Thursday, September 15, 2016

Report: Juvenile life without parole on the decline


A new report from the Campaign for Fair Sentencing of Youth  has found in just five years—from 2011 to 2016—the number of states that ban death-in-prison sentences for children has more than tripled. In 2011, only five states did not permit children to be sentenced to life without parole.
Remarkably, between 2013 and 2016, three states per year have eliminated life without-parole as a sentencing option for children. Seventeen states now ban the sentence. This rapid rate of change, with twelve states prohibiting the penalty in the last four years alone, represents a dramatic policy shift, and has been propelled in part by a growing understanding of children’s unique capacity for positive change.

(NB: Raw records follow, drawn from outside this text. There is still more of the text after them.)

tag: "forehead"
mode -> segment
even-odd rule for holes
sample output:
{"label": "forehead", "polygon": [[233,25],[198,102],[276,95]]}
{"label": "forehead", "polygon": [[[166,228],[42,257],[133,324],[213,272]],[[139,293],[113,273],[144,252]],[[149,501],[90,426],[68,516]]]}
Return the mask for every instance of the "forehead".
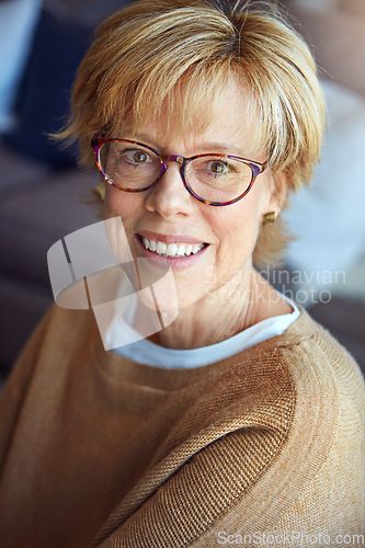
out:
{"label": "forehead", "polygon": [[122,124],[118,134],[152,139],[167,151],[172,142],[183,142],[202,152],[219,148],[250,159],[264,146],[252,93],[233,77],[207,93],[189,83],[175,85],[156,111],[146,106],[144,114]]}

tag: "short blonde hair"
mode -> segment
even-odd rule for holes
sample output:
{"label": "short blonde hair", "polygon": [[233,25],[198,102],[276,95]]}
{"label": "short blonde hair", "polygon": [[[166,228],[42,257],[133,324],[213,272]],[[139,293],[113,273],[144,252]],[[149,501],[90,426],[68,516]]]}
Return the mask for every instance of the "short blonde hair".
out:
{"label": "short blonde hair", "polygon": [[[323,99],[307,44],[270,2],[138,0],[118,11],[80,65],[59,136],[78,139],[91,165],[95,133],[117,137],[116,127],[148,123],[166,101],[168,123],[186,128],[202,104],[214,115],[216,91],[232,75],[250,91],[270,167],[298,190],[319,159]],[[254,262],[270,262],[282,244],[280,222],[262,228]]]}

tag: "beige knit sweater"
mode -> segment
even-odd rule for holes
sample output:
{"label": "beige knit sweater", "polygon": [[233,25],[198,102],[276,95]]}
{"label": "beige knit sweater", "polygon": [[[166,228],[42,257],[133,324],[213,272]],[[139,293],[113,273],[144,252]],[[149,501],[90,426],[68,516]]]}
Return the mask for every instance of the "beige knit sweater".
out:
{"label": "beige knit sweater", "polygon": [[167,370],[55,307],[0,400],[0,480],[2,548],[365,546],[364,381],[305,311]]}

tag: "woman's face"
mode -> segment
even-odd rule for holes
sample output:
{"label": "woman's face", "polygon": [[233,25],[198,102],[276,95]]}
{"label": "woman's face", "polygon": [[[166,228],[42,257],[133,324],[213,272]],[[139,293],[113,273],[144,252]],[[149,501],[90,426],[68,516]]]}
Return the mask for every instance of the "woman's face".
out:
{"label": "woman's face", "polygon": [[[204,130],[170,137],[163,125],[169,114],[163,113],[135,134],[114,137],[138,140],[162,155],[192,157],[220,152],[264,162],[264,151],[254,146],[260,121],[244,114],[248,109],[243,91],[232,82],[221,94],[223,106]],[[216,207],[194,198],[183,185],[180,165],[169,162],[161,181],[148,191],[127,193],[106,184],[104,217],[121,216],[134,258],[147,259],[157,278],[159,270],[166,272],[171,266],[182,310],[207,299],[212,301],[215,296],[223,295],[225,288],[231,288],[233,281],[244,285],[252,270],[251,258],[262,216],[277,209],[274,180],[269,169],[258,176],[242,199]],[[146,249],[144,239],[152,250]],[[163,244],[175,244],[178,250],[180,248],[179,253],[199,251],[187,256],[164,256],[163,252],[175,248],[172,246],[169,250]],[[159,305],[169,310],[168,290],[164,297],[164,302],[160,298]]]}

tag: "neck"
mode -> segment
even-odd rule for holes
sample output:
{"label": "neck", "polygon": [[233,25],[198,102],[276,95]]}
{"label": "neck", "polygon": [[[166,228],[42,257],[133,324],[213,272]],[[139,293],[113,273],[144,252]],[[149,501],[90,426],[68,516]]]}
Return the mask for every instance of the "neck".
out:
{"label": "neck", "polygon": [[263,319],[290,311],[289,305],[250,266],[242,275],[209,293],[204,299],[179,312],[178,318],[151,338],[171,349],[208,346],[233,336]]}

Several decades of scientific research into the adolescent brain and behavioral development have explained what every parent and grandparent already know—that a child’s neurological and decision-making capacity is not the same as those of an adult.
Currently, Nevada, Utah, Montana, Wyoming, Colorado, South Dakota, Kansas, Kentucky, Iowa, Texas, West Virginia, Vermont, Alaska, Hawaii, Delaware, Connecticut, and Massachusetts all ban life without parole sentences for children.

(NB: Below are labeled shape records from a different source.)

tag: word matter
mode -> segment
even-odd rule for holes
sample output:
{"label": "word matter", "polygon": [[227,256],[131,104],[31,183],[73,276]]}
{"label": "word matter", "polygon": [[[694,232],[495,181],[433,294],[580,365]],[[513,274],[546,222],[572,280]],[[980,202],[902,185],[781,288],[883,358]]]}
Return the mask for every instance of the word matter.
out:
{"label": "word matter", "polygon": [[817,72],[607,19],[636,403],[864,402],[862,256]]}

Additionally California, Florida, New York, New Jersey, and the District of Columbia ban life without parole for children in nearly all cases.
It is also important to note that three additional states—Maine, New Mexico, and Rhode Island— have never imposed a life-without-parole sentence on a child. Several other states have not imposed the sentence on a child in the past five years, as states have moved away from this inappropriate sentence both in law and in practice.